Interior officials had complained that such an extensive historical audit could cost up to $12 billion. At the urging of the White House, Congress intervened in November 2003 and passed legislation that prevented an accounting from going forward until Congress had defined the scope and methods to be used.

Congress did that by adding language to the Interior budget bill that expires at the end of this month.

Interior officials have said Lamberth lacked authority to issue his order for the accounting last year because there was no evidence of "unreasonable delay" by the government. They have said they could provide a full accounting by 2008 at a cost of $335 million, with use of a statistical technique known as sampling.

The appeals judges already had upheld Lamberth's finding that Interior officials had breached their duties.

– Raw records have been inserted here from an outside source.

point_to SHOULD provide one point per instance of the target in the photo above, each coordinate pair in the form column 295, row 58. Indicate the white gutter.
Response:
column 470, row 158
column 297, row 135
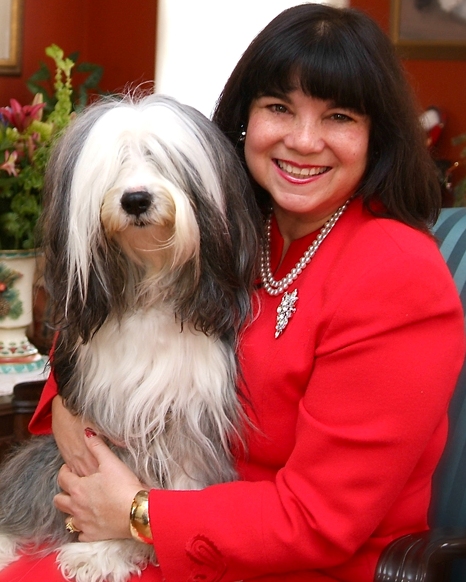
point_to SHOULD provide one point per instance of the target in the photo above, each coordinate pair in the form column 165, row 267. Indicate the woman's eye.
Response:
column 341, row 117
column 278, row 108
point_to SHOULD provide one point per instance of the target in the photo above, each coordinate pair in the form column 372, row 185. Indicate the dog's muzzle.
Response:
column 136, row 203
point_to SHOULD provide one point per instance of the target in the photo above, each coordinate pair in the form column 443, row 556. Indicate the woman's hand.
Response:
column 99, row 503
column 68, row 431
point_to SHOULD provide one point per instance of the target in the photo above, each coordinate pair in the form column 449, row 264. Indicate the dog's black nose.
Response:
column 136, row 203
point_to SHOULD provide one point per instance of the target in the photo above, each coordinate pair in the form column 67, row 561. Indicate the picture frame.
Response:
column 11, row 28
column 429, row 29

Their latest order topples Lamberth's plan to establish a September 2007 deadline to account for the money and his decision to forbid the use of statistical sampling.

The budget provision, Williams wrote, "appears to give Interior temporary relief from any common law or statutory duty to engage in historical accounting."

Despite the provision's temporary nature, attorneys for the Indian plaintiffs in the case had offered "no reason overcoming the usual principle that a court is to apply the law in effect at the time the court rules," the appeals judges agreed.

Dennis Gingold, an attorney for the Indian plaintiffs, cast the decision in a positive light. "We're very pleased that the court of appeals ruled that Interior must fix the system rather than just provide a historical accounting, and that Judge Lamberth has full authority to fashion an equitable remedy," he said.

Gingold also said he was pleased that the appeals court recognized that the plaintiffs have the right to 117 years of interest earned from the multibillion-dollar case.

The ruling is the latest in a huge eight-year-old class-action lawsuit filed in 1996 on behalf of more than 300,000 Indians, who demanded an accounting that had been ordered by Congress two years earlier.

The plaintiffs allege that the government mismanaged billions of dollars in oil, gas, timber and grazing royalties that it had a duty to manage. Congress created a trust fund in 1887 to manage revenues from parcels for individual tribal members.

Associated Press writer Sam Hananel contributed to this report.